The use case: Python class stores large numpy arrays (large, but small enough that working with them in-memory is a breeze) in a useful structure. Here's a cartoon of the situation:

main class: Environment; stores useful information pertinent to all balls

"child" class: Ball; stores information pertinent to this particular ball

Environment member variable: balls_in_environment (list of Balls)

Ball member variable: large_numpy_array (NxN numpy array that is large, but still easy to work with in-memory)

I would like to preferably persist Environment as whole.

Some options:

  • pickle: too slow, and it produces output that takes up a LOT of space on the hard drive

  • database: too much work; I could store the important information in the class in a database (requires me to write functions to take info from the class, and put it into the DB) and later rebuild the class by creating a new instance, and refilling it with data from the DB (requires me to write functions to do the rebuilding)

  • JSON: I am not very familiar with JSON, but Python has a standard library to deal with it, and it is the recommended solution of this article -- I don't see how JSON would be more compact than pickle though; more importantly, doesn't deal nicely with numpy

  • MessagePack: another recommended package by the same article mentioned above; however, I have never heard of it, and don't want to strike out into the unknown with what seems to be a standard problem

  • numpy.save + something else: store the numpy arrays associated with each Ball, using numpy.save functionality, and store the non-numpy stuff separately somehow (tedious)?

What is the best option for my use case?

回答1:

As I mentioned in the comments, joblib.dump might be a good option.

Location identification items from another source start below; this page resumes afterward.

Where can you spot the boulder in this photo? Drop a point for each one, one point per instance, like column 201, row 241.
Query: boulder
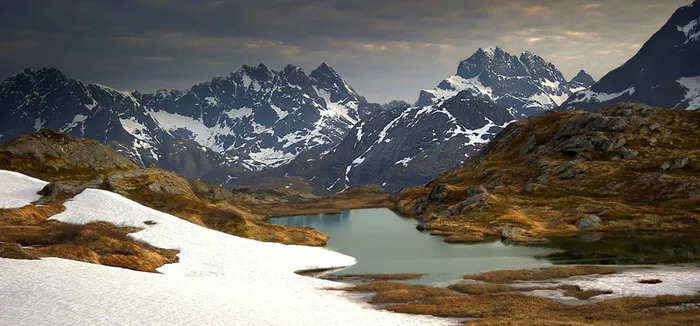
column 627, row 153
column 569, row 170
column 588, row 222
column 476, row 190
column 422, row 226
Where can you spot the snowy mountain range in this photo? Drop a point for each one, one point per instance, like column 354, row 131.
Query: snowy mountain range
column 526, row 85
column 252, row 119
column 409, row 145
column 664, row 73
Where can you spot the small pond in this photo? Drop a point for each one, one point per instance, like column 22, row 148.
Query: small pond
column 385, row 242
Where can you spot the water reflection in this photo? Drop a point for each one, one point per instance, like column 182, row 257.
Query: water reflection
column 384, row 242
column 627, row 249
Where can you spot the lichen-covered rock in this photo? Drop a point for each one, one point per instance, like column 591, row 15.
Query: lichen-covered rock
column 588, row 222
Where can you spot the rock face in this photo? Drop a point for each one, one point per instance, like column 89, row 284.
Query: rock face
column 252, row 119
column 396, row 148
column 664, row 73
column 63, row 151
column 407, row 145
column 588, row 222
column 526, row 85
column 559, row 173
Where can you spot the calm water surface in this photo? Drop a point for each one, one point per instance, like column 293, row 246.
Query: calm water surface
column 384, row 242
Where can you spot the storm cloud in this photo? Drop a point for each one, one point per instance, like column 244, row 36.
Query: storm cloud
column 386, row 49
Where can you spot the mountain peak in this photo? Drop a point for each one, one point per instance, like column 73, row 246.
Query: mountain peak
column 325, row 74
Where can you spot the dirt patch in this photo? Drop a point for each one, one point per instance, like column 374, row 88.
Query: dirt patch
column 502, row 304
column 650, row 281
column 376, row 277
column 98, row 243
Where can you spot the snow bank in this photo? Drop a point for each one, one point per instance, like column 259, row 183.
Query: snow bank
column 219, row 280
column 17, row 190
column 676, row 280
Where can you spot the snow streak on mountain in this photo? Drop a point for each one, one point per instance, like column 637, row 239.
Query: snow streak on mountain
column 664, row 73
column 252, row 119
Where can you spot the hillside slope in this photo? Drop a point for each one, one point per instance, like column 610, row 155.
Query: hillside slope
column 625, row 167
column 664, row 73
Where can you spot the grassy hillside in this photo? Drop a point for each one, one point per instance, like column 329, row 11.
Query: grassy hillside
column 629, row 167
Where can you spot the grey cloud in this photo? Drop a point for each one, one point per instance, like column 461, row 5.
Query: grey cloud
column 386, row 49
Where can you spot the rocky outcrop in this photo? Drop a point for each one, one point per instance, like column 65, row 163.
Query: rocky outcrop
column 63, row 151
column 568, row 171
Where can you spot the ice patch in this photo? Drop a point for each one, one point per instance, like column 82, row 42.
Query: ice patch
column 591, row 96
column 690, row 30
column 38, row 123
column 219, row 279
column 692, row 94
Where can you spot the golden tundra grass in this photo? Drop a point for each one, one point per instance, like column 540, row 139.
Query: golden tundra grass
column 501, row 304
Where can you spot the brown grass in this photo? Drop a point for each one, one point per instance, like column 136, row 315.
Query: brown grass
column 392, row 292
column 508, row 276
column 29, row 214
column 498, row 304
column 326, row 205
column 480, row 288
column 667, row 203
column 575, row 291
column 378, row 277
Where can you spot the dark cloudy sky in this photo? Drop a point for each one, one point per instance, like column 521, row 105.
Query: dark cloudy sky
column 387, row 49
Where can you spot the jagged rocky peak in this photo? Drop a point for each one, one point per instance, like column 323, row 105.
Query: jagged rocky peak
column 541, row 68
column 492, row 60
column 583, row 78
column 526, row 85
column 395, row 103
column 663, row 73
column 253, row 118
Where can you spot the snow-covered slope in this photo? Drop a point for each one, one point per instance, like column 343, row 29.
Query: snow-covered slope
column 664, row 73
column 18, row 190
column 396, row 148
column 219, row 279
column 526, row 85
column 252, row 119
column 407, row 145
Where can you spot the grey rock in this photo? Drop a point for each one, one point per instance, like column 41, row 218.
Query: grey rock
column 422, row 225
column 569, row 170
column 476, row 190
column 589, row 236
column 529, row 188
column 588, row 222
column 454, row 209
column 508, row 233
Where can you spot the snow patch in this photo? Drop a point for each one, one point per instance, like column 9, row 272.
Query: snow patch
column 230, row 280
column 690, row 30
column 591, row 96
column 18, row 190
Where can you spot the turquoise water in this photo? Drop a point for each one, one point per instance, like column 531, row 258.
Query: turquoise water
column 384, row 242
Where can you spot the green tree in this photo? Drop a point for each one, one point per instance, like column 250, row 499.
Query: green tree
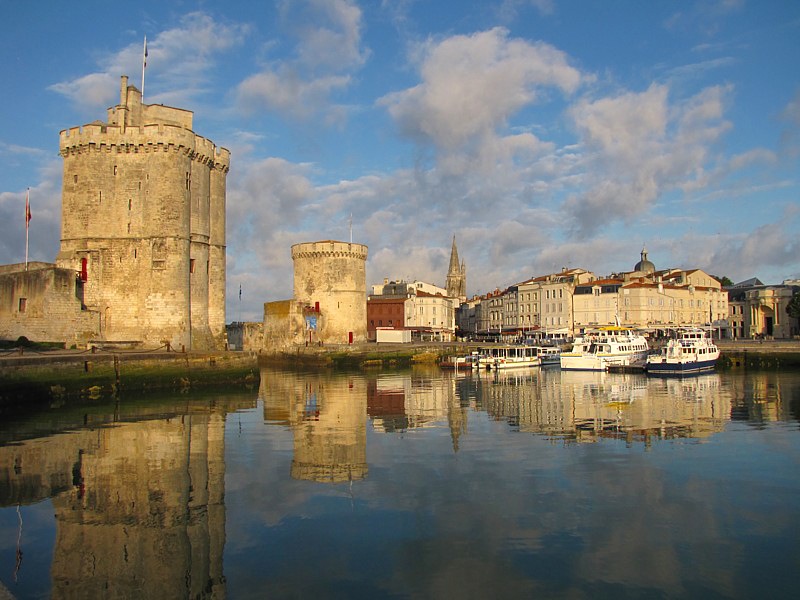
column 793, row 308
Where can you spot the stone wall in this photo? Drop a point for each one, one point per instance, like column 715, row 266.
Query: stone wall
column 284, row 324
column 247, row 336
column 44, row 304
column 143, row 207
column 332, row 276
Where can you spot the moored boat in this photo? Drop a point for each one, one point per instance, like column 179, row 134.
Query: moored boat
column 691, row 352
column 508, row 356
column 550, row 355
column 606, row 347
column 461, row 363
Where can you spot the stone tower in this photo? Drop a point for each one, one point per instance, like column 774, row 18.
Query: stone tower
column 143, row 222
column 331, row 277
column 456, row 276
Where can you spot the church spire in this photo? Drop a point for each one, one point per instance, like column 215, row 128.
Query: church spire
column 456, row 276
column 454, row 266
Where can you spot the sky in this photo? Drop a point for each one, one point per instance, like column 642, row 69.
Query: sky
column 541, row 133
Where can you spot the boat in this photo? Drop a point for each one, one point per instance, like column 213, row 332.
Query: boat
column 692, row 351
column 461, row 363
column 606, row 347
column 550, row 355
column 509, row 356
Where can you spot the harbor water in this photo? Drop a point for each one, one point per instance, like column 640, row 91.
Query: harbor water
column 410, row 484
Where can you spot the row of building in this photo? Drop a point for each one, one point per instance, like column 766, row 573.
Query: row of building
column 567, row 303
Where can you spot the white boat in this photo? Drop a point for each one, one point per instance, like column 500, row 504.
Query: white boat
column 606, row 347
column 691, row 352
column 461, row 363
column 509, row 356
column 550, row 355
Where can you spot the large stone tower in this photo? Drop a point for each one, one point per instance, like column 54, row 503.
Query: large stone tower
column 331, row 277
column 456, row 276
column 143, row 222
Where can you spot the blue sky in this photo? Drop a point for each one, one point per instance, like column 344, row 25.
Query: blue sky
column 542, row 133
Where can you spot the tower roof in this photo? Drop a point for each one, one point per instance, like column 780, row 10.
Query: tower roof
column 644, row 265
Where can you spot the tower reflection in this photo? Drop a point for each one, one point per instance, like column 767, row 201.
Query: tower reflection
column 139, row 500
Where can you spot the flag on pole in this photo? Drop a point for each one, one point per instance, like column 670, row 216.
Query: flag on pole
column 144, row 64
column 27, row 221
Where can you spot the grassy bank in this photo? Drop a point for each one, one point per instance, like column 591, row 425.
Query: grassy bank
column 45, row 378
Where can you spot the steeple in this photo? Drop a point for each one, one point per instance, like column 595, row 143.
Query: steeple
column 454, row 268
column 456, row 276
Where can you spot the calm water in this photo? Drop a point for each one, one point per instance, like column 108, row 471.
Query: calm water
column 415, row 484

It uses np.save to efficiently store numpy arrays, and cPickle for everything else:

import numpy as np
import cPickle
import joblib
import os


class SerializationTest(object):
    def __init__(self):
        self.array = np.random.randn(1000, 1000)

st = SerializationTest()
fnames = ['cpickle.pkl', 'numpy_save.npy', 'joblib.pkl']

# using cPickle
with open(fnames[0], 'w') as f:
    cPickle.dump(st, f)

# using np.save
np.save(fnames[1], st)

# using joblib.dump (without compression)
joblib.dump(st, fnames[2])

# check file sizes
for fname in fnames:
    print('%15s: %8.2f KB' % (fname, os.stat(fname).st_size / 1E3))
#     cpickle.pkl: 23695.56 KB
#  numpy_save.npy:  8000.33 KB
#      joblib.pkl:     0.18 KB

One potential downside is that because joblib.dump uses cPickle to serialize Python objects, the resulting files are not portable from Python 2 to 3. For better portability you could look into using HDF5, e.g. here.